Мать тоже готовила его, но редко.
…Растворив чердачное окно, я осторожно вылезал наружу, устраивался на подоконнике, свешивал ноги на крышу и отдавался восторгу лицезрения окрестностей. Предзакатное солнце наполняло окоём неярким светом, бабье лето (а стояла именно такая пора) рождало тишину и умиротворение. Голубеющие дымчатые дали навевали светлую тоску, внутри что-то млело. Одиночество не томило, напротив, выглядело желанным и естественным моим состоянием, его не требовалось ни от кого таить. Почему-то к горлу подступали слезы. Я подносил к глазам предусмотрительно захваченный бинокль, настраивал на резкость – открывались приземистые, скукоженные, домишки, скаты крыш в черепице, толе, рубероиде и дранке, печные трубы, сады, огороды, поля, поедающие травку коровы и козы, лес, излука реки. Я жадно поглощал это зрелище, пока не уставали прилипшие к окулярам глаза.
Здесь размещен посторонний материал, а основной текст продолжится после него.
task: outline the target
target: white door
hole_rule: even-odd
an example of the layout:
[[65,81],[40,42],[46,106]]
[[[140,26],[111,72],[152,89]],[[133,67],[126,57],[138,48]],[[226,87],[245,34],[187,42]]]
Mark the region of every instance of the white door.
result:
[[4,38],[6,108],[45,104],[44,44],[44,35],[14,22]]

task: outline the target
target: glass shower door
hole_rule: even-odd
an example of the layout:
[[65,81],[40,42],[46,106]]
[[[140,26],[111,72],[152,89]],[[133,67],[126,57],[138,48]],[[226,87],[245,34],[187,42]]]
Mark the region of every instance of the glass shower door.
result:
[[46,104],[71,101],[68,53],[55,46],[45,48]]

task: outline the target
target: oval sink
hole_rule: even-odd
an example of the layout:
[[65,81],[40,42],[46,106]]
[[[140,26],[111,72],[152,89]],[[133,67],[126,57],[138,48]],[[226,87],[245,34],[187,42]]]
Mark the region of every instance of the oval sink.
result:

Что повелевало мной, руководило и направляло? Я не отдавал себе отчета – внутри срабатывала пружина, выталкивавшая одно-единственное желание вырваться из окружающего мира, постылого и скучного. Уже в ту самую раннюю пору взросления я задумывался над тем, что уготовит жизнь, и не видел себя никем – ни работягой или инженером на местном засекреченном приборостроительном заводе (его в просторечии называли «панель», замечательно звучало в устах женщин, отвечавших на вопрос, где работают: «На панели…»), ни военным, ни строителем, ни геологом, ни кем-то еще. В уме я сочинял всякие истории, потом заносил на бумагу и никому не показывал, пряча в потайном месте в дровяном сарае. В этом ли мое предназначение? Даже робко думать об этом я боялся.